Still, there’s a narcotic undertow pulling at everything. Bobbi’s spiralling isolation and increasing dependency on the system play like a high-tech riff on chemical addiction, and when her sweaty, twitchy ex-boyfriend slinks back into the picture – all erratic energy and sunken-eyed urgency – it’s like a contact high of the life she’s trying to rewrite out of existence. He’s less an antagonist than a human caution label: this is what happens when you try to kick against the system without a backup plan. He brings the stink of old vices back with him, and the film briefly sparks to life with something like tension – the kind that comes not from jump scares but from knowing someone in the room might genuinely be about to piss themselves.
It’s in these moments – strung out, half-delirious, on the verge of something – that Peripheral brushes up against the film it might have been. A techno-thriller about creative violation should feel dangerous, subversive, alive with static. This one mostly hums politely and asks you to proofread its manifesto.
The typewriter becomes a kind of resistance to digital tyranny, but the metaphor gets more laboured the longer it clacks. There’s something faintly tragic about watching a movie that wants to decry technological control end up so stifled by its own limitations – aesthetic, narrative, and conceptual. It’s a cautionary tale that forgot to plug itself in.

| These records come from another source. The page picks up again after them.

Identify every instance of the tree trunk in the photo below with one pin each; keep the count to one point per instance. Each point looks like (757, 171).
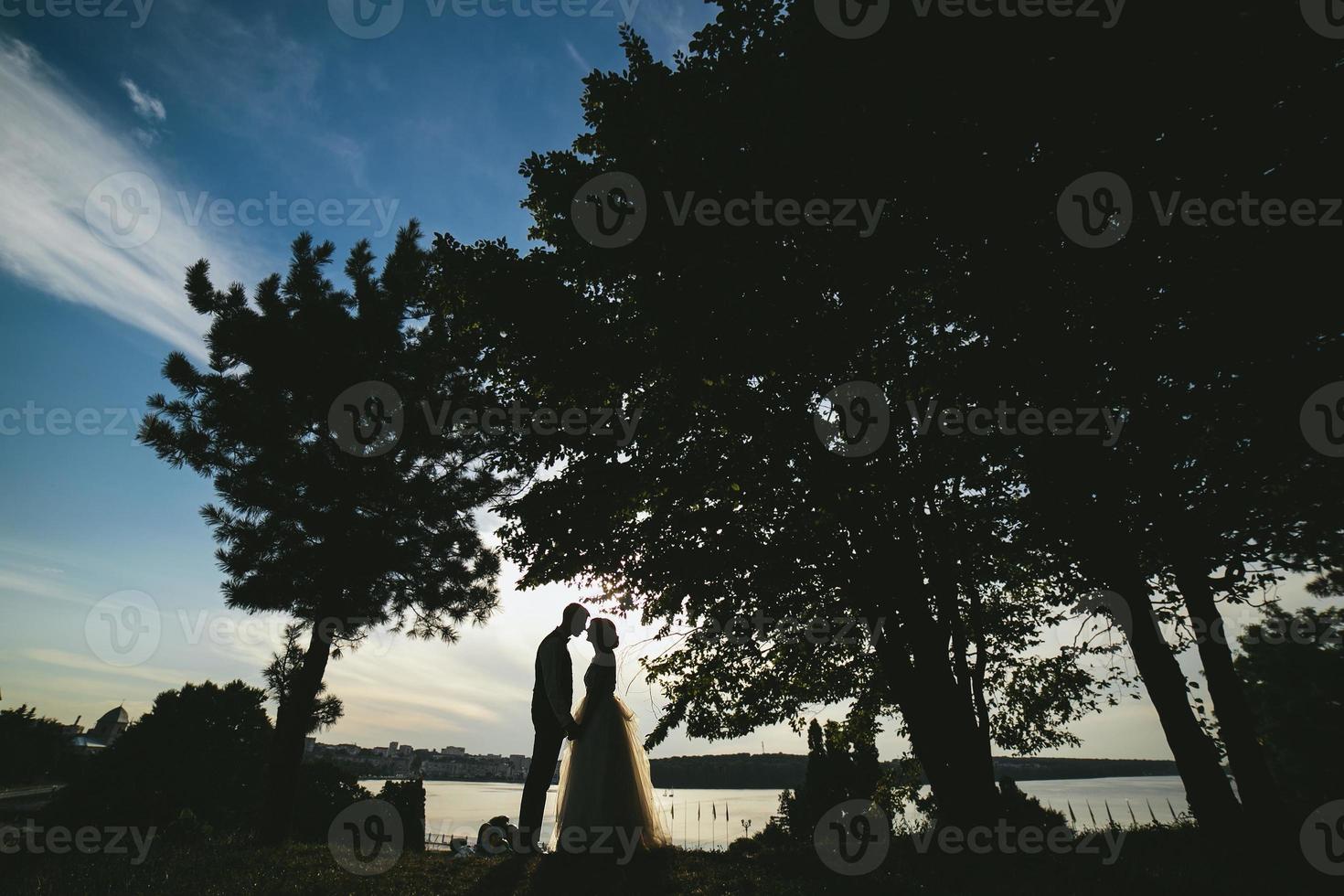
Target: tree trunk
(1207, 789)
(292, 726)
(1235, 721)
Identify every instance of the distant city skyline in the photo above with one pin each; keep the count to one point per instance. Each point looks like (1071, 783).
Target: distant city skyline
(94, 518)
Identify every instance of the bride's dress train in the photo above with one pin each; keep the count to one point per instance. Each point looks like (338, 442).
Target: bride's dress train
(605, 793)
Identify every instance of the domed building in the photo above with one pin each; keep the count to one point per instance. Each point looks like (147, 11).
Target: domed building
(105, 731)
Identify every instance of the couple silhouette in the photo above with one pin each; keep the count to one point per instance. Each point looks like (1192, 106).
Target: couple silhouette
(605, 795)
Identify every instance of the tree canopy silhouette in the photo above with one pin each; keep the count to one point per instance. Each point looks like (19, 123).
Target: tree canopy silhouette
(342, 503)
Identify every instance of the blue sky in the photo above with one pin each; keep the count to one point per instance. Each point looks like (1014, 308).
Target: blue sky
(251, 109)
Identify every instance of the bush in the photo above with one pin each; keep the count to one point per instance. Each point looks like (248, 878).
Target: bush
(200, 749)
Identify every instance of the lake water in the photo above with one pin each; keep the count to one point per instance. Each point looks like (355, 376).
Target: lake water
(707, 818)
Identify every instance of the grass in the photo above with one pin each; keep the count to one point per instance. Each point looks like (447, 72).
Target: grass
(1153, 860)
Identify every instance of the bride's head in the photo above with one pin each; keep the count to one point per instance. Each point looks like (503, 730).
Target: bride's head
(603, 635)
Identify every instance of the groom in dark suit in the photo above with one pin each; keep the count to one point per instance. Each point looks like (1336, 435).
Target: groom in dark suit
(552, 695)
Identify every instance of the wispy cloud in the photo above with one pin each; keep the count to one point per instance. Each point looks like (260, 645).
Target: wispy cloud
(577, 57)
(148, 108)
(69, 180)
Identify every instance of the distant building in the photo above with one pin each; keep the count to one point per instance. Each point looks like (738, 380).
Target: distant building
(105, 731)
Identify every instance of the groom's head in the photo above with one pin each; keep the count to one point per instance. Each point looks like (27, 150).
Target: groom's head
(574, 620)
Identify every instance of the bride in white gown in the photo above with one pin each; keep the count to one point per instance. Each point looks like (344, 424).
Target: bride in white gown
(605, 795)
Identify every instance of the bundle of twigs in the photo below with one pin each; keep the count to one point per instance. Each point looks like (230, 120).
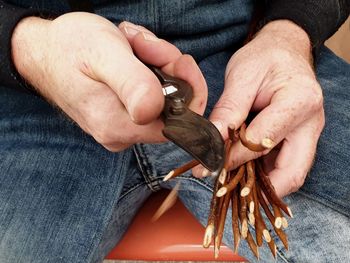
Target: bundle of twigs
(249, 192)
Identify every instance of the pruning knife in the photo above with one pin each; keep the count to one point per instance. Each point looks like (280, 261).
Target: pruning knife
(187, 129)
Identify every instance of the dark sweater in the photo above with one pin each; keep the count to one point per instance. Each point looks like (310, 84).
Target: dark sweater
(319, 18)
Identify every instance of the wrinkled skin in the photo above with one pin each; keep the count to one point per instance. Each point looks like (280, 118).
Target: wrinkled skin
(104, 86)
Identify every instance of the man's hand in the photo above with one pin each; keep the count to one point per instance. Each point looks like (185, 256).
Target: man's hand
(273, 75)
(87, 66)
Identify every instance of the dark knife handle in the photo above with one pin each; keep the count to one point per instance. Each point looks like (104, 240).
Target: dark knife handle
(177, 92)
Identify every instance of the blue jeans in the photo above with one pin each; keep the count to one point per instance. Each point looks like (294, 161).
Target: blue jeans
(64, 198)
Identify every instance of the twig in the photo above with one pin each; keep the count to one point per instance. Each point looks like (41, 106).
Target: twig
(210, 229)
(250, 179)
(270, 192)
(235, 226)
(270, 216)
(278, 216)
(169, 201)
(259, 223)
(243, 213)
(265, 144)
(221, 224)
(234, 180)
(254, 248)
(272, 247)
(178, 171)
(284, 222)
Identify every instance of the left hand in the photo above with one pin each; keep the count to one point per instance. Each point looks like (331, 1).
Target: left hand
(273, 75)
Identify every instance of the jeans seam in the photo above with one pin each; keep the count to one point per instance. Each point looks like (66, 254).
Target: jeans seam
(325, 203)
(92, 254)
(146, 168)
(130, 190)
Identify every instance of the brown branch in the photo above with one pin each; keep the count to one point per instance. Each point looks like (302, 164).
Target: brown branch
(210, 229)
(243, 213)
(270, 192)
(254, 248)
(272, 247)
(235, 226)
(256, 147)
(250, 179)
(233, 182)
(178, 171)
(282, 236)
(221, 224)
(259, 222)
(168, 202)
(278, 216)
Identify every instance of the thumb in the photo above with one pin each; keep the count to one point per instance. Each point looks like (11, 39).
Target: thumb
(136, 86)
(236, 101)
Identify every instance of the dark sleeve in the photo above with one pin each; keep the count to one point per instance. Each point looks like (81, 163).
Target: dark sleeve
(9, 18)
(319, 18)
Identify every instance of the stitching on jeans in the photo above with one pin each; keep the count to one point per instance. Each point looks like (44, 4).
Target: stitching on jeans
(146, 168)
(130, 190)
(91, 255)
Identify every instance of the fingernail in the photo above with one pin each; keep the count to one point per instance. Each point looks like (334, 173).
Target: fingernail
(150, 37)
(135, 100)
(131, 31)
(205, 172)
(218, 125)
(267, 143)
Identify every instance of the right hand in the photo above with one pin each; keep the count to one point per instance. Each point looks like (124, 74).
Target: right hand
(86, 65)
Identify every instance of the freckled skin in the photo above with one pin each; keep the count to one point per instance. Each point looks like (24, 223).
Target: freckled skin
(273, 76)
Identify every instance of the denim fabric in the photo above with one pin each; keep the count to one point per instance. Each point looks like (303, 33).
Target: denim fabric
(320, 229)
(64, 198)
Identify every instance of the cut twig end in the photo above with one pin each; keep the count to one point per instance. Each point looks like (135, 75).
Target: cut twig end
(284, 222)
(244, 229)
(245, 191)
(221, 192)
(208, 236)
(251, 206)
(222, 176)
(278, 222)
(267, 235)
(251, 218)
(168, 176)
(267, 143)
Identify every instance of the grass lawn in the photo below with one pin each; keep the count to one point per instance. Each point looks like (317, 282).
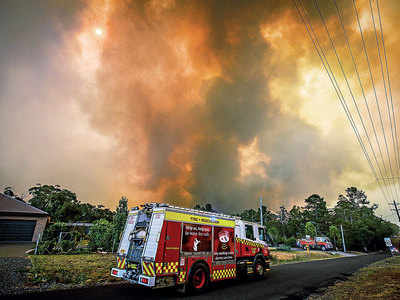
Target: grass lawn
(380, 280)
(281, 257)
(15, 250)
(83, 269)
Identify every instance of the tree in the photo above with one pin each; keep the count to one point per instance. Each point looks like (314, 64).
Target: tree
(63, 206)
(207, 207)
(58, 203)
(100, 235)
(9, 191)
(120, 217)
(310, 229)
(317, 212)
(334, 234)
(296, 222)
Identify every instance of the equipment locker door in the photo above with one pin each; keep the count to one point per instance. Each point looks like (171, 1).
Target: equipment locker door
(172, 241)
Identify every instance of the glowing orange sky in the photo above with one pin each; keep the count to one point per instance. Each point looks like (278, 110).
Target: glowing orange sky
(184, 102)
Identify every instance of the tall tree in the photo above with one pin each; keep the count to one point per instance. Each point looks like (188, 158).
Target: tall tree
(120, 217)
(317, 212)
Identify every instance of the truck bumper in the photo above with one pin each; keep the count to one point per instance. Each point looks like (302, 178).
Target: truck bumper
(142, 279)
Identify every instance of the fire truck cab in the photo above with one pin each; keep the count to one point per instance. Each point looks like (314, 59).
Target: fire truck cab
(164, 245)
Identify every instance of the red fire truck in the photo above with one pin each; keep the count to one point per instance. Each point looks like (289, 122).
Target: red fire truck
(164, 245)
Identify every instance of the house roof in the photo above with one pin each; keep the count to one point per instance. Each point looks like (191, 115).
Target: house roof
(14, 207)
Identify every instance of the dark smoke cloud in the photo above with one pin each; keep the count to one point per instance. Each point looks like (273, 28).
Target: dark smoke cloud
(181, 89)
(159, 117)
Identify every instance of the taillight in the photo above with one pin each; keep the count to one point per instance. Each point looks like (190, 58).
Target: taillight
(144, 280)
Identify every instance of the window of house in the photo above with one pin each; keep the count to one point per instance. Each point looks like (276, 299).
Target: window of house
(249, 232)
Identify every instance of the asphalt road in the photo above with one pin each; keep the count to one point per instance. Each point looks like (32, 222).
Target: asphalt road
(290, 281)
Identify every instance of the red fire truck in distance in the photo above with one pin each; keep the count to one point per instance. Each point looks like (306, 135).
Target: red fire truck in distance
(164, 245)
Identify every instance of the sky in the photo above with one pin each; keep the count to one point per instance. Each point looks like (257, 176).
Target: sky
(189, 102)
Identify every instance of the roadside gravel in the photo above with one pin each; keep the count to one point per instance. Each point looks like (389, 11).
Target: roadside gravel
(12, 274)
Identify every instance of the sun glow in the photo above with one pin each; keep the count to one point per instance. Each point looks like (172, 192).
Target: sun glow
(99, 31)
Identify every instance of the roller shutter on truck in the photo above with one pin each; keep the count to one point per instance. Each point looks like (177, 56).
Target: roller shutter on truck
(17, 230)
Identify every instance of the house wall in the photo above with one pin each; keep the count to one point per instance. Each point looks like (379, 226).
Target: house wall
(40, 224)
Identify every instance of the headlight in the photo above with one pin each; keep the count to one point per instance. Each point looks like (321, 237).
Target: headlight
(140, 234)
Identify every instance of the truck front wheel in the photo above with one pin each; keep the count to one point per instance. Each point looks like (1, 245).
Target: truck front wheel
(199, 279)
(259, 268)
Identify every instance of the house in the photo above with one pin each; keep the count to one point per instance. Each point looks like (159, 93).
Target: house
(19, 221)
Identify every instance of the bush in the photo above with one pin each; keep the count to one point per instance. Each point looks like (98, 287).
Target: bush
(66, 245)
(101, 235)
(46, 247)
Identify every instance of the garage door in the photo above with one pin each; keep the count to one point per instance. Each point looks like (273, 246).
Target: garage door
(16, 230)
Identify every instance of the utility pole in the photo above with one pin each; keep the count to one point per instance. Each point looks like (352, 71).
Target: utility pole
(344, 244)
(396, 209)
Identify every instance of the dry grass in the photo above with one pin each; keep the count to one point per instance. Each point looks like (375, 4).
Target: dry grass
(380, 280)
(84, 269)
(281, 257)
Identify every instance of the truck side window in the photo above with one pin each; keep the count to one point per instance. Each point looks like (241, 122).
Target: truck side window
(249, 232)
(261, 234)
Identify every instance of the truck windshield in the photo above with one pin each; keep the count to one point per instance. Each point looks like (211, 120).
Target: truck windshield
(261, 234)
(249, 232)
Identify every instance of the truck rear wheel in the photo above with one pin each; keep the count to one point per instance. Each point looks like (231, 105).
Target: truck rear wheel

Arterton holds the centre with surprising grace, and there are a handful of moments – a corrupted message here, a brief swell of dread there – where you can see the film almost snap into the kind of psychotropic nightmare it clearly wants to be. But Peripheral never quite breaches the surface. It touches the nerve but never digs in.
It’s not Cronenberg – it’s Crohn’s-energic. Uncomfortable, yes. But for all the wrong reasons.